Boyaux …

Boyaux. Boyaux. Boyaux atones. Boyaux déroulant la lente béance placide des flots aphones.

Une armée de steaks mutants aux dents pointues s’abat sur les claires franges du jour. À coups de dents ils déchirent.

L’immonde biologie fait des gargouillis au creux amniotique du silence.

Œsophagite, charcuterie, et autres moelleuses équations.

Qui veut du boudin ?

Le gosier enfin troué, Vlanck crachera le sang doux de son délicieux cadavre.

Les hackers nécrophages se chargeront de ses restes dans le Cloud.

Qui veut du boudin ?

Le cosmos est une grosse farce obscène, fripouillerie lugubre, ridicule, pensa Vlanck en débitant une belle tranche de fesse en tendres petits lardons appétissants.

Les foies mutants envahissent les ascenseurs des startups où ils branlent l’anus du futur, pendant que des milliards de couilles et de vulves dégorgent des flots immondes de pixels recyclés en monnaies amorphes.

Boyaux. Boyaux tendus écartelés sur le verbe. Boyaux tiraillés triturés cisaillés pour l’éclat blanc du cadavre strié de la prose — foie ahuri dans les cryptes pierreuses de l’est profond.

Des pixels pourrissent lentement au fond du firmament. Androïdes avortés, connectés en réseaux anti-plasmatiques.

Les synapses de l’horreur entubent les cellules souches du devenir crypté. L’algorithme de la putréfaction binaire se branle en gros plans HTML.

Code anal valide.

Extase activée le long du vortex rectal…

— Des cafards noirs annoncent le nom aveugle du fœtus menaçant.

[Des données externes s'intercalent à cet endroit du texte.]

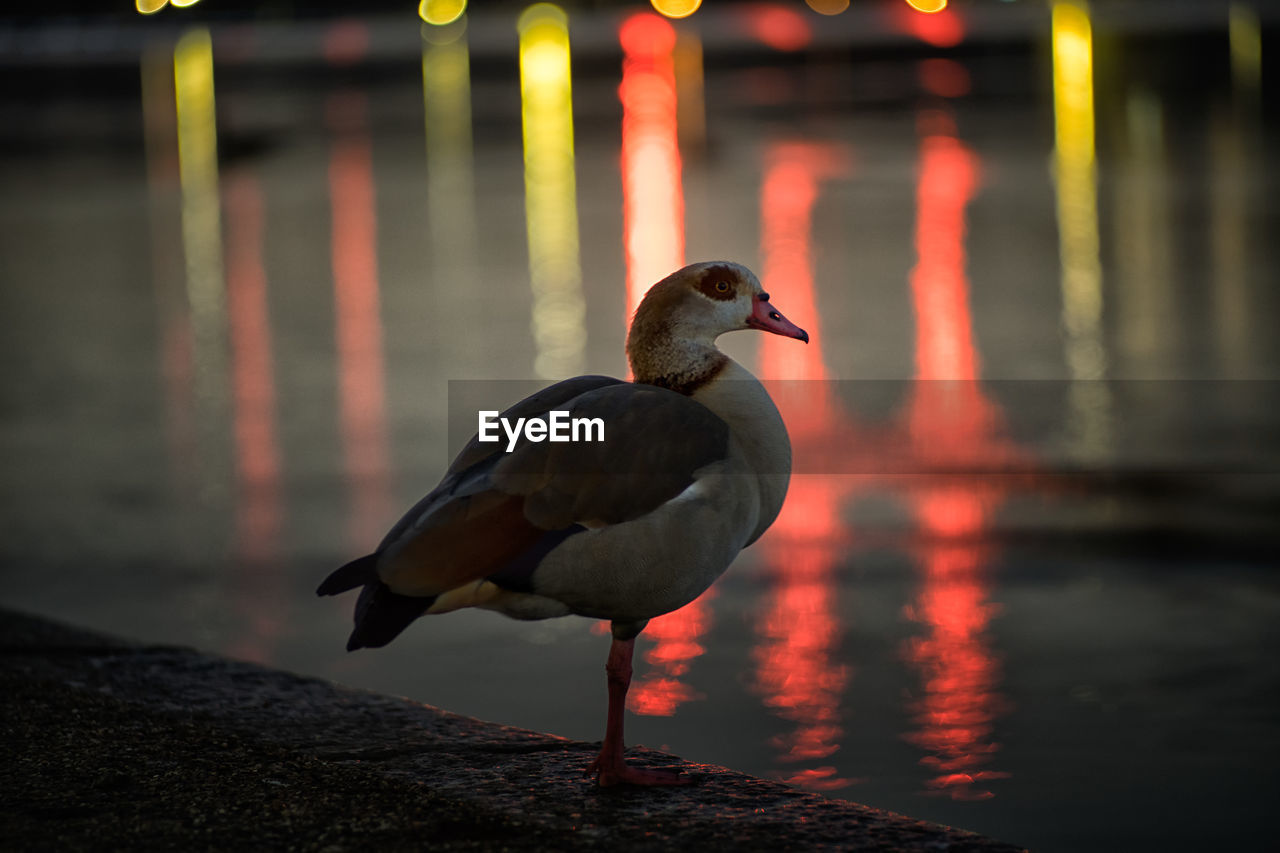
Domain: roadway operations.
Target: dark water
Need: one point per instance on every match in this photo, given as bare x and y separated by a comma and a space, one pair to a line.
1024, 582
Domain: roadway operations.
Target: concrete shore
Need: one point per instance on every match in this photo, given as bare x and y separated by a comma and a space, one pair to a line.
110, 744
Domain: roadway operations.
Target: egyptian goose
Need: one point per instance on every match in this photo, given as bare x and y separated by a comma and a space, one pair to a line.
693, 468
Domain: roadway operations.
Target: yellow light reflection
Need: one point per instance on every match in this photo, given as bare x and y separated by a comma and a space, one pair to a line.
1246, 39
1234, 153
440, 12
201, 214
828, 7
551, 194
1078, 218
160, 136
676, 8
1147, 302
451, 181
690, 87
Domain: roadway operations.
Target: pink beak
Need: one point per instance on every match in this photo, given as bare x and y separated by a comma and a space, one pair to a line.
767, 318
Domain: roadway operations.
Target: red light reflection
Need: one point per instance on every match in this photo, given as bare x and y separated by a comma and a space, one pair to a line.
259, 509
941, 28
951, 423
777, 26
653, 201
796, 669
359, 328
653, 208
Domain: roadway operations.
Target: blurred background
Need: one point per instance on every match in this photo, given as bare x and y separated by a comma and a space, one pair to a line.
1025, 579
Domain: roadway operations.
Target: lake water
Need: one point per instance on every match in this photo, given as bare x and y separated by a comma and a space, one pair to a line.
1025, 579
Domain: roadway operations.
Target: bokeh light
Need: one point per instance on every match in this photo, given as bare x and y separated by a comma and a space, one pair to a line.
676, 8
440, 12
828, 7
551, 191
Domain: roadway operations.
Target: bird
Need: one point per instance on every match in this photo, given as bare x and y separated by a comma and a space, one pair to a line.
694, 466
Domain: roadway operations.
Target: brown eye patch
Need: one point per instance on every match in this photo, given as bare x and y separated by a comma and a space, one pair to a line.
718, 283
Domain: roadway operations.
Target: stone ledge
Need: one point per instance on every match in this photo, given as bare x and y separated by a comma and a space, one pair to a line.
119, 746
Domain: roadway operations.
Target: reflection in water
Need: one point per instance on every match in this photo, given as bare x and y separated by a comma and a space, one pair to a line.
690, 91
1147, 300
653, 204
777, 26
357, 320
160, 135
1233, 141
551, 194
201, 237
938, 27
1246, 40
676, 8
1234, 160
653, 220
259, 507
449, 176
950, 423
798, 673
1078, 223
440, 12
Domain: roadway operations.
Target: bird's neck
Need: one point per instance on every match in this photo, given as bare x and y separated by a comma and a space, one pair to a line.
680, 363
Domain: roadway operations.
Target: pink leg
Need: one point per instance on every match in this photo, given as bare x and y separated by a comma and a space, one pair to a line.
609, 767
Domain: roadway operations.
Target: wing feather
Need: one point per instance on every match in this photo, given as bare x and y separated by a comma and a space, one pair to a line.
494, 509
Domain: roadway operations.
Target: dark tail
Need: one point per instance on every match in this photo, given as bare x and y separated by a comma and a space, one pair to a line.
357, 573
380, 614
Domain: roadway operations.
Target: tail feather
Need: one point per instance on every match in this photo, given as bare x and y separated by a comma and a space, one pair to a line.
357, 573
382, 615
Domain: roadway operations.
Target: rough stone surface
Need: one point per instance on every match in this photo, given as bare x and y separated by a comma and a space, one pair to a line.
115, 746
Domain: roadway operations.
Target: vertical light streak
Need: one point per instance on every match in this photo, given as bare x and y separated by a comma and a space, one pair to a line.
653, 223
201, 228
1147, 302
1233, 144
950, 423
690, 91
653, 201
160, 136
1246, 44
451, 174
259, 505
787, 195
357, 319
1078, 220
676, 8
551, 194
796, 669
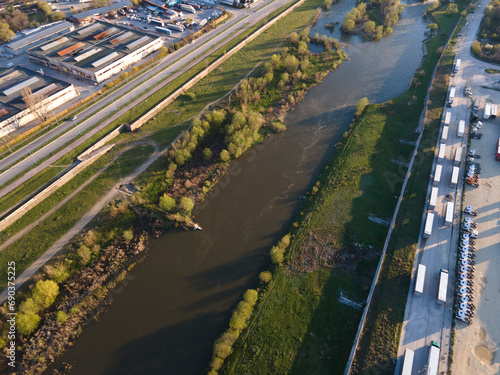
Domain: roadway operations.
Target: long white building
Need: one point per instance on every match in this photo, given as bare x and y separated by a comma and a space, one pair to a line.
14, 112
95, 52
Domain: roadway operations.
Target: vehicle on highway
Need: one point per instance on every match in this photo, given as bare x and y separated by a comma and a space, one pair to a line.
433, 361
443, 287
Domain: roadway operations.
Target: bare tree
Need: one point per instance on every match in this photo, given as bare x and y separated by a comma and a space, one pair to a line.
36, 103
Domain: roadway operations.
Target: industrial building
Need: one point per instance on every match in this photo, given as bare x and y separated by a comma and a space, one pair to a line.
36, 38
46, 94
95, 52
88, 16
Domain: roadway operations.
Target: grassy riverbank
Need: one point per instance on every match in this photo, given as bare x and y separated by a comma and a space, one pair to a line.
300, 325
380, 338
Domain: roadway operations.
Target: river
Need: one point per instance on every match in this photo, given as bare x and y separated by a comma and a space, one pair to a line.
179, 300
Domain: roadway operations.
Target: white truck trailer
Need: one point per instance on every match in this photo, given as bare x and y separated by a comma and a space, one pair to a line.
408, 362
429, 222
444, 134
419, 282
441, 152
437, 175
447, 118
451, 95
458, 156
443, 287
454, 176
448, 218
461, 128
433, 362
487, 111
433, 198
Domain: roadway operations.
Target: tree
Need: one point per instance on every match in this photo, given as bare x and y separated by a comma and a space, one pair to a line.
44, 293
26, 323
225, 156
36, 103
167, 203
369, 27
348, 25
360, 106
265, 276
186, 204
207, 154
6, 34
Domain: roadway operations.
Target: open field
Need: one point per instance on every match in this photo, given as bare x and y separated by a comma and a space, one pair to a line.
292, 330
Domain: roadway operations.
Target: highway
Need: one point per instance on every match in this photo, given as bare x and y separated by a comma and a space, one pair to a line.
52, 141
425, 320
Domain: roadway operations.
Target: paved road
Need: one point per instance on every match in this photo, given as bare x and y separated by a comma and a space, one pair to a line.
425, 320
241, 21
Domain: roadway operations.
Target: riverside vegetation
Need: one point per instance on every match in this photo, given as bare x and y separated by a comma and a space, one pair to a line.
238, 125
374, 19
299, 325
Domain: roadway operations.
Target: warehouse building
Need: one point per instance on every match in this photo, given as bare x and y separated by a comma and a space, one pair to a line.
89, 16
45, 94
34, 39
95, 52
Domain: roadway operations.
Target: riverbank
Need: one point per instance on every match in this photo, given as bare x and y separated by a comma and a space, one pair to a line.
334, 245
186, 181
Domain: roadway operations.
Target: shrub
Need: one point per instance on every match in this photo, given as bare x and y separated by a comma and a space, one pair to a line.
26, 323
265, 276
207, 154
360, 106
167, 203
225, 156
44, 293
128, 235
61, 316
277, 255
186, 204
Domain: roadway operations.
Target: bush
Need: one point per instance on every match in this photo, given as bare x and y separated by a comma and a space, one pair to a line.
44, 293
61, 316
265, 276
360, 106
186, 204
167, 203
277, 255
128, 235
27, 323
225, 156
207, 154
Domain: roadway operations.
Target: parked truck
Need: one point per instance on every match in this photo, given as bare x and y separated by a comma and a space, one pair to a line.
429, 222
461, 128
447, 118
454, 176
487, 111
408, 362
419, 282
175, 27
451, 96
437, 175
494, 110
448, 219
433, 362
187, 8
443, 287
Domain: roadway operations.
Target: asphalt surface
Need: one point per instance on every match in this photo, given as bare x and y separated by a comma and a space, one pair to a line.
96, 112
425, 320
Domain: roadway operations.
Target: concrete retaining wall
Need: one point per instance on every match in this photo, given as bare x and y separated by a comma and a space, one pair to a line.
26, 207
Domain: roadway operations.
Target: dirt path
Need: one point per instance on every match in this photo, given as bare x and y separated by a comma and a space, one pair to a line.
61, 242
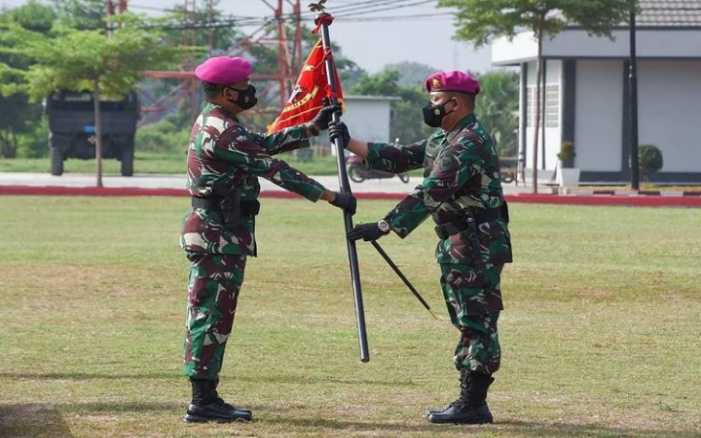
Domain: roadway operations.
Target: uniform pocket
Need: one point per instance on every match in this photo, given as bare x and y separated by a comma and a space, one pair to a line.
494, 237
457, 248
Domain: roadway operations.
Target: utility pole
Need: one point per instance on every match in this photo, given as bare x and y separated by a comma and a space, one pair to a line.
283, 57
633, 104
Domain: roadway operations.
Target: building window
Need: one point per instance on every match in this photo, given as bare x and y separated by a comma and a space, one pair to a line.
552, 106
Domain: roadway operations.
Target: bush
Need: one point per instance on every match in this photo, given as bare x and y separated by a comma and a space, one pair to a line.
567, 154
649, 159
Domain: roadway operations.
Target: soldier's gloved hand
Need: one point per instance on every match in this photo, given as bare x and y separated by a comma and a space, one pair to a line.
339, 130
345, 201
323, 118
367, 232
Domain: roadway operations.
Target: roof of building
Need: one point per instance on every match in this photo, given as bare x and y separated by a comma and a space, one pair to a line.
669, 13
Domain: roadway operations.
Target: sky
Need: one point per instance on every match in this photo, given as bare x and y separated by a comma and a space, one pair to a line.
374, 44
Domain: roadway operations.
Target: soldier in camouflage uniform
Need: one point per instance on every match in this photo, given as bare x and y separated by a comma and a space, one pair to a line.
462, 192
224, 162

Vlanck sent sa propre chair qui palpite… tiédeur de ses doigts, de ses cuisses… l’angoisse qui point dans les tripes. Maintenant.

Boyaux. Boyaux déchiquetés en douces images sourdes et aveugles… seuls les viscères s’écoulent dans le silence écarlate du rien — le souffle perpétue l’agonie transperçant le pancréas du flux — cancer et stupre copulent dans le substrat ondulé où trémule le Wi-Fi de la mort.

Travaillant dans l’arrière-boutique d’une charcuterie au cœur du désert australien, Vlanck préparait des saucisses à base de viande humaine. Son patron, monstrueux petit borgne difforme aux dents bleuâtres et pointues, commandait un réseau de tueurs qui vivaient du trafic de chair fraîche. Secouant son énorme tête chauve et bossuée le nabot ouvrant la fenêtre pointa du doigt le gros soleil rouge tout boursouflé, puis, s’emparant d’une cuisse de rousse désossée il la jeta à la face de l’astre tuméfié si bizarre, lequel, gonflant à vue d’œil, finit par éclater. Le sang chaud pleuvant à flots ruisselait sur l’étendue aride et poussiéreuse, mais Vlanck se trouva ailleurs tout à coup.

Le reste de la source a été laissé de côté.